The equipment to deliver high bandwidth services will utilize frequencies in the 3.6-3.8 GHz range (not used in 4G). As these frequencies have a smaller coverage area, (hence the term small cells), the equipment will initially be deployed predominantly in dense urban areas. The high bandwidth available at these frequencies will allow you to quickly download the new episode of your favourite series in seconds before you catch your train for going to work and once the download is complete, your phone call might again come in at a low band frequency as the call does not require video download speeds. But these higher frequencies of 5G do not penetrate walls very well and such, inside a building 5G signals need to be ‘repeated’ often to have the same experience or the customer would need to be offloaded to Wi-Fi at home served through FTTH connections eventually.
To serve a large enough number of customers these small cells will need to be installed in the streetscape and to deliver the promised capacity and bandwidth to its users, they will need to be connected by optical fibre.
The Case for Convergence
It is clear that in order to ensure a seamless customer experience, both 5G and FTTH deployments will need to complement each other. Both will use optical fibre, which will need to be deployed in a much denser way than it is currently, with even many developed economies lagging in fibre penetration. One reason is that the cost associated with laying fibre, especially civil works, is significant and that makes it challenging to make a viable business case.
However, while both business cases might be challenging on their own, the combination of both might offer a better payback. FTTH Council Europe, which is an industry forum lobbying for FTTH rollouts in Europe, have made FTT-5G convergence the prime focus of their communication in recent years and it makes perfect sense. Whether an operator builds a 5G network or an FTTH network, it is a good idea to build the capacity for both together as new standards in FTTH technology like NG-PON2 allow both sets of data to run over the same physical and logical network.
While the end objective is to take fibre to each home, this utopia will take time to achieve. Till such time that FTTH achieves complete coverage, future 5G spectrum at 28GHz or the license free 60GHz spectrum might bridge the gap for several years by having a wireless drop from a point near the home, for example the lamp post, to a receiver mounted on the home’s façade. This technology, often referred to as FWA (Fixed Wireless Access), can provide FTTH like bandwidths over short distances in a line-of-sight link between the network and the home. Trials with this FWA technology are ongoing. But again, these FWA access nodes require many fibre aggregation points to enable the required bandwidth.

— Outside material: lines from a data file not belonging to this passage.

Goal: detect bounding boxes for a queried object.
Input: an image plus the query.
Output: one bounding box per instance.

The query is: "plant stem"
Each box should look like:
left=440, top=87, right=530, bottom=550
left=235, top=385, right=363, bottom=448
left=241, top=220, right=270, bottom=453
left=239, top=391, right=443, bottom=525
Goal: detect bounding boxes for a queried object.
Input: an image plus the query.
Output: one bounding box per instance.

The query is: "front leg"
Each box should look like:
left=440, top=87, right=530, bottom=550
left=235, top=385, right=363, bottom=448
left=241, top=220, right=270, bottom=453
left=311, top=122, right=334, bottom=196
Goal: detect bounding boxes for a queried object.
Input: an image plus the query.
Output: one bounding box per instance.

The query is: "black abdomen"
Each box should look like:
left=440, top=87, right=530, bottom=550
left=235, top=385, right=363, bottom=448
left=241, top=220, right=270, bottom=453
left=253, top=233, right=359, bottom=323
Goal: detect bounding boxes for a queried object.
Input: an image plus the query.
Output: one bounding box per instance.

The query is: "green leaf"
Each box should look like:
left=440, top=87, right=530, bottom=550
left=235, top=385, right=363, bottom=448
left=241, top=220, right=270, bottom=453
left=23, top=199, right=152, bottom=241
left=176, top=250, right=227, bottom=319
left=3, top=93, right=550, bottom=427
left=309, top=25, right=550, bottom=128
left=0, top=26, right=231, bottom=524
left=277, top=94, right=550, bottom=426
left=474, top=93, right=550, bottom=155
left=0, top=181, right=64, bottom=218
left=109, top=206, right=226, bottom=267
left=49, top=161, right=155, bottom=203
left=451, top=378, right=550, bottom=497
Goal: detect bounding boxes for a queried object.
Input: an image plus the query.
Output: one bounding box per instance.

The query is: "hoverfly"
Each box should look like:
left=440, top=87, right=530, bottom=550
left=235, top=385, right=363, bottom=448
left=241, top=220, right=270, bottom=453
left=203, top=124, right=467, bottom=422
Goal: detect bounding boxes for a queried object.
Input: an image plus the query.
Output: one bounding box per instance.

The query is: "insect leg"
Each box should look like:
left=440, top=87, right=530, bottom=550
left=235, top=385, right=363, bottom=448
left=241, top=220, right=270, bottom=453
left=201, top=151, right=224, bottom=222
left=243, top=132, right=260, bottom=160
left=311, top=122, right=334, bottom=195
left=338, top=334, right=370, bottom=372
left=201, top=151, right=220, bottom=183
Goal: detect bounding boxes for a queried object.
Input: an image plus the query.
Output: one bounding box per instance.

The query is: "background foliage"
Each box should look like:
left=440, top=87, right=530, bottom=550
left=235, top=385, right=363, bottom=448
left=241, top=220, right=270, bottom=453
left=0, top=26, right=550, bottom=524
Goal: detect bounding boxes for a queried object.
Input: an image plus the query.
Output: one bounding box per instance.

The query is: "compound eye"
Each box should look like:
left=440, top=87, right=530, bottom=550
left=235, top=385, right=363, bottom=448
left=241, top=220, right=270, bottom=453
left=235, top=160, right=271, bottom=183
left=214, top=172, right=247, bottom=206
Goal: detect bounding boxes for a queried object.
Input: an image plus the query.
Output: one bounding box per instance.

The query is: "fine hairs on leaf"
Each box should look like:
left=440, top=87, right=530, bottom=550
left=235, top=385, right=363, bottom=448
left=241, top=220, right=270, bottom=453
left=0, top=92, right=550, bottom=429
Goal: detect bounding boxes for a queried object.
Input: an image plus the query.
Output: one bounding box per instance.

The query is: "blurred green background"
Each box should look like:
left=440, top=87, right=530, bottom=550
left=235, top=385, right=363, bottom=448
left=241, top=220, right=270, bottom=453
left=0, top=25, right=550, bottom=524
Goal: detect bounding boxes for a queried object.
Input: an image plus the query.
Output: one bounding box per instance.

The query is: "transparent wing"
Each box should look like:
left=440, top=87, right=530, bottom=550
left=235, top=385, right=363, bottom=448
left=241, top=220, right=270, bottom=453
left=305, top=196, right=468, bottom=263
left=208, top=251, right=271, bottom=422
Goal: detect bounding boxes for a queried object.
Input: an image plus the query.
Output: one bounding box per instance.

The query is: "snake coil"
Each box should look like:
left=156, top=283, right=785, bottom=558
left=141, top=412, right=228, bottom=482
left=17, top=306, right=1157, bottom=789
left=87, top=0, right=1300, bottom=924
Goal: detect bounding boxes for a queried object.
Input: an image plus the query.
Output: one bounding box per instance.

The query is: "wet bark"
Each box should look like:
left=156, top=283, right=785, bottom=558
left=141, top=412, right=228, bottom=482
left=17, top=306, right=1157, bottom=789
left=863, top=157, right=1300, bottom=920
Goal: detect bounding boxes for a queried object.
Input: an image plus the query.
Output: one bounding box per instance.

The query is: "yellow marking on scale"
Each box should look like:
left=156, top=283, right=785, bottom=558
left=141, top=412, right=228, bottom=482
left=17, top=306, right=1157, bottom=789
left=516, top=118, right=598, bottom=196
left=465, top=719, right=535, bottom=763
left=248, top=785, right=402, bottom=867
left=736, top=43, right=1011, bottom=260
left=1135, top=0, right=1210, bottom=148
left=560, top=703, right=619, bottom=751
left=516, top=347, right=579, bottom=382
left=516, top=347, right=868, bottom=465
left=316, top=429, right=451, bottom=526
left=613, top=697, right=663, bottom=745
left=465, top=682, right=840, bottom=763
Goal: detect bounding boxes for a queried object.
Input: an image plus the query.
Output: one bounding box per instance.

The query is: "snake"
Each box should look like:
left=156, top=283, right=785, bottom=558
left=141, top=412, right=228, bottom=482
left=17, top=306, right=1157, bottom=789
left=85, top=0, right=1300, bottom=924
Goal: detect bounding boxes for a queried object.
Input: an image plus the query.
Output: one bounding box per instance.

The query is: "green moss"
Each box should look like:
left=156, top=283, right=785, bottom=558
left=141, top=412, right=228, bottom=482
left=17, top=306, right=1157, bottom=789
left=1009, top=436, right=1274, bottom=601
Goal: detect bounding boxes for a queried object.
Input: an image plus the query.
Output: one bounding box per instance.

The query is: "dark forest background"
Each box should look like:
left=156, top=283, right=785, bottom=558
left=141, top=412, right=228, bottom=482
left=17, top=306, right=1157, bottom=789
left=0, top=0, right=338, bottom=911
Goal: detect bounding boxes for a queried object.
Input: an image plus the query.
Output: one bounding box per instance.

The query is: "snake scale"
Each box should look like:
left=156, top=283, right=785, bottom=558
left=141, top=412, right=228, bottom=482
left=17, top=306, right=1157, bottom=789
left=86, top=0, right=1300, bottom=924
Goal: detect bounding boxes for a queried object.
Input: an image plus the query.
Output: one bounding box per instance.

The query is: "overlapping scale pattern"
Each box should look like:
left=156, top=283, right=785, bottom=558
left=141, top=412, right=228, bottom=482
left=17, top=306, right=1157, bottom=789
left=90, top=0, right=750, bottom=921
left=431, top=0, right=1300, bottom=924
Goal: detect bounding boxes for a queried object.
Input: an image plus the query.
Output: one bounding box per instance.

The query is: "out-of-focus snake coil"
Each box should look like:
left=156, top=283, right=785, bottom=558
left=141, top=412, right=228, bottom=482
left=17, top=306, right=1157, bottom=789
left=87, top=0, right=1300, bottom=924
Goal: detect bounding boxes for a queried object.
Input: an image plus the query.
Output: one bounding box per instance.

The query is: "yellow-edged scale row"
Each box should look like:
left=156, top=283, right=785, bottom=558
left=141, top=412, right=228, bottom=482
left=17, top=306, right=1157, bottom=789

To make the business case even stronger, telecom operators are increasingly joining hands with their competitors to build these expensive fibre deployments together. Operators in Germany & the UK are leading the way with many more in discussions with each other.
Fibre Is the Only Certainty
As telecom operators merge, collaborate, and purchase materials in joint efforts, it will also drive vendor consolidation and force suppliers to evolve from selling products to becoming end-to-end solution providers. Many of them have already started on this path with optical fibre vendors adding software capabilities to offer more comprehensive solutions to their customers.
There is a lot of uncertainty about how networks might evolve in the future, but it is clear that this decade will bring about a lot of change in the telecom landscape to allow for further rollout of next-generation networks. And the one thing these networks will have in common is that there will be significantly more fibre buried under our soil.